You are encouraging military chaplains to abuse their government positions to promote your particular brand of Christianity to atheist and minority religious service members. This is a dangerous proposal that disrespects the constitutional separation of religion and government and undermines the well being of our non-Christian military members.

U.S. service members have freedom of religion, which includes freedom from religious promotion by the government. By conflating the difference between private belief and government action — the First Amendment only protects the former — you sow confusion and perpetuate the type of overt proselytization by military chaplains that has become far too common.

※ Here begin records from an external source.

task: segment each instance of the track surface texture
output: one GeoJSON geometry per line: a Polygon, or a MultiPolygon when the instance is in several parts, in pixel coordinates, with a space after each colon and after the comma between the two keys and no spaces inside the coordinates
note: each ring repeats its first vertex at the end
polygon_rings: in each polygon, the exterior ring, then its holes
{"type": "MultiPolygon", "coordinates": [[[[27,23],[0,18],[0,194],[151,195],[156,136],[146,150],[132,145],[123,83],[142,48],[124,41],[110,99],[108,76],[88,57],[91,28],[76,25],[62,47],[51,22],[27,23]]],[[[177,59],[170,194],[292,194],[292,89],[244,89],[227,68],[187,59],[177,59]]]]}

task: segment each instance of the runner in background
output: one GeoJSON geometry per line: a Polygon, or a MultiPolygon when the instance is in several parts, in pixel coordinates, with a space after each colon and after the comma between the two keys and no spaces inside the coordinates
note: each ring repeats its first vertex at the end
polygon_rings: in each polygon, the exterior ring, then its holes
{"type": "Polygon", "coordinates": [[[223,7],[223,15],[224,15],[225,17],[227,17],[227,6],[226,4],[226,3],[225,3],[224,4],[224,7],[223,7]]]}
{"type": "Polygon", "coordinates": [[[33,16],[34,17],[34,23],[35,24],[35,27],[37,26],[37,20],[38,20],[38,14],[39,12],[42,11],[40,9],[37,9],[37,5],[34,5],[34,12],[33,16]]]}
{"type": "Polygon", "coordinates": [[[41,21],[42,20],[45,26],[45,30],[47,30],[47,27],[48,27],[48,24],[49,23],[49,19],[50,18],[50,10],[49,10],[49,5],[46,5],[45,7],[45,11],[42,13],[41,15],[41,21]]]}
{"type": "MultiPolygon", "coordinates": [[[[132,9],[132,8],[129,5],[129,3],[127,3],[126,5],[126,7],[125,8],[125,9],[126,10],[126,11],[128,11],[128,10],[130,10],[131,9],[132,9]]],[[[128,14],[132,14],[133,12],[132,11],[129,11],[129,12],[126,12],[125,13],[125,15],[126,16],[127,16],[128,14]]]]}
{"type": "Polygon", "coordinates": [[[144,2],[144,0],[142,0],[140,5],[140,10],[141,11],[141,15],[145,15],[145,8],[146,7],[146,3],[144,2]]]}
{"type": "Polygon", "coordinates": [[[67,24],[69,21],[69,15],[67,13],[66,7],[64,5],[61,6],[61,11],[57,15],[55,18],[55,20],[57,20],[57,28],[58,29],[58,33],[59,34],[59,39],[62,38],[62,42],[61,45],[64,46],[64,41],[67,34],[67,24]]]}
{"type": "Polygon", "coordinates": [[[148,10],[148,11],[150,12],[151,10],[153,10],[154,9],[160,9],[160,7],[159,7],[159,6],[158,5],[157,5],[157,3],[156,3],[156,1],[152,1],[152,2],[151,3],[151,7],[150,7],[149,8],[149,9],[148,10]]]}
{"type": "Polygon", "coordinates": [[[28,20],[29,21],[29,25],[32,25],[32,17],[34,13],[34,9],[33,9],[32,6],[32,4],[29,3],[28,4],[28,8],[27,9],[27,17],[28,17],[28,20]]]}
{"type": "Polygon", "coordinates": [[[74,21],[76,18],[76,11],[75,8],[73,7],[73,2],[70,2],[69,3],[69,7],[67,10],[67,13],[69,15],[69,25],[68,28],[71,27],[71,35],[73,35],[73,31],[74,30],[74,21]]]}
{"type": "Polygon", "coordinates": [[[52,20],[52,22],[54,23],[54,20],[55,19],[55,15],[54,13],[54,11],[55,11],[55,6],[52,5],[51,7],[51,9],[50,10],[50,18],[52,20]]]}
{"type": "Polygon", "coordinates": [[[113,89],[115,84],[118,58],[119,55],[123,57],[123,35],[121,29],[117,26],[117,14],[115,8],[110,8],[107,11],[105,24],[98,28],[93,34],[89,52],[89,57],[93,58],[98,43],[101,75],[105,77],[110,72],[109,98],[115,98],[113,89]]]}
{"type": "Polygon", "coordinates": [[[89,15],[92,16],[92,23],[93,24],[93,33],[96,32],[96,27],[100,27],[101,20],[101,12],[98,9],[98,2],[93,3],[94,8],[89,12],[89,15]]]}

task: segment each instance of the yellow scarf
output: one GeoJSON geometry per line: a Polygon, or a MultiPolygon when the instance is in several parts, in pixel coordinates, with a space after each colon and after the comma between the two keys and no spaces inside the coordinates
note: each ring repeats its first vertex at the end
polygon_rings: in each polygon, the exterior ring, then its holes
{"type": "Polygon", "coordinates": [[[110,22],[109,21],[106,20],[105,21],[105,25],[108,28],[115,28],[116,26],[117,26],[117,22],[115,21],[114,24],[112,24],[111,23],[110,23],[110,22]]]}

Earlier this year, the Freedom From Religion Foundation wrote to the Pease Air National Guard Base in New Hampshire after a guardsman complained to us that on-base ceremonies regularly include chaplain-led bible readings and prayer. These are not optional services taking place in a chapel; service members are often required to attend these events as part of their official duties. This is a serious violation of the First Amendment rights of our country’s service members, a violation that you appear to embrace, since it benefits your particular religion.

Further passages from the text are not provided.